Trump is describing Greenland's minerals as valuable to the United States' economic and national security interests, but according to CNBC, tech investors aren't necessarily as bullish on the island.
CNBC's Kai Nicol-Schwarz, in an article published on January 12, reports, "Tech investors are sounding out how the U.S. taking Greenland would affect the viability of critical and rare earth minerals mining there, CNBC has learned, as Washington ramps up its pursuit of the Arctic island…. In the past week, Critical Metals Corp, a company with a mining project in development on the Arctic island, has fielded questions from tech investors about how the U.S. acquiring Greenland would impact that asset and its development strategy, CEO Tony Sage told CNBC."
According to Nicol-Schwarz, "interest in critical minerals and rare earth mining" in Greenland "from tech investors" has "picked up in the past year."

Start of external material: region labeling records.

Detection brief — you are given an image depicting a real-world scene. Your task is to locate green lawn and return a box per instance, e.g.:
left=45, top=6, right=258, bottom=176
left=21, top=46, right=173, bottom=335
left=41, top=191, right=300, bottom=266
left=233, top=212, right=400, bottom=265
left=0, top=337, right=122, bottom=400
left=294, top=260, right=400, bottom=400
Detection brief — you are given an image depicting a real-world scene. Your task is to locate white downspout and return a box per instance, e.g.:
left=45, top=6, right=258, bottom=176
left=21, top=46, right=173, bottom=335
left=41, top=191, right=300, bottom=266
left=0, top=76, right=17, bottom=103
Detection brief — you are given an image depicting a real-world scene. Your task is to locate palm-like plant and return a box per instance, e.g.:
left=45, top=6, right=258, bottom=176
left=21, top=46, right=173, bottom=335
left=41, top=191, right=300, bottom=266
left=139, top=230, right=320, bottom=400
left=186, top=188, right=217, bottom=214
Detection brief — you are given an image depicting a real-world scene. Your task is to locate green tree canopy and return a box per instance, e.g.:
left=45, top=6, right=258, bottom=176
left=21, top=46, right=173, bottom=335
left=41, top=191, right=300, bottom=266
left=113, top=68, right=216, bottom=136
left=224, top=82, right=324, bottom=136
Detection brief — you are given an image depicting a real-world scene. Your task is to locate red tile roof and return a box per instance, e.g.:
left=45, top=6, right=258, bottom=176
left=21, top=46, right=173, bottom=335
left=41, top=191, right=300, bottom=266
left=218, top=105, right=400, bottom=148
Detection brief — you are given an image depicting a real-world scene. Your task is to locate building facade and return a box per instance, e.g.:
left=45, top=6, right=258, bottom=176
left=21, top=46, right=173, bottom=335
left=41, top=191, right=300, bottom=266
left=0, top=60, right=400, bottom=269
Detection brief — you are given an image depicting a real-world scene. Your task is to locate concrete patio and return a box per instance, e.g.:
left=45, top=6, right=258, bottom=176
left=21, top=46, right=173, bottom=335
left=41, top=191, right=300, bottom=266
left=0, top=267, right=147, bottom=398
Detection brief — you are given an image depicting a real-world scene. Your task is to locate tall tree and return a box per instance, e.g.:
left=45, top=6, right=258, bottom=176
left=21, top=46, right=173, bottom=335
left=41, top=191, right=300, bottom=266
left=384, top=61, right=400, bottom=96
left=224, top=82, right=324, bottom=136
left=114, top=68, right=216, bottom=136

But Tracy Hughes, founder and executive director of the Critical Minerals Institute, warns that investors shouldn't view Greenland's resources as a get-rich-quick scheme.
Hughes told CNBC, "Getting rare earths from exploration to the mighty magnet involves five to six distinct stages — and right now, what's in Greenland is still only in the exploration stage. Rare earths in Greenland won't materially move markets in the next decade."
Sage told CNBC that Greenland has minerals that "are essential for defense technologies, robotics, semiconductors and aerospace applications." But Nicol-Schwarz reports, "Others are more skeptical about whether Greenland's critical and rare earth minerals can significantly reduce the West's dependence on China, which produced 70 percent of rare earths in 2024, according to Statista."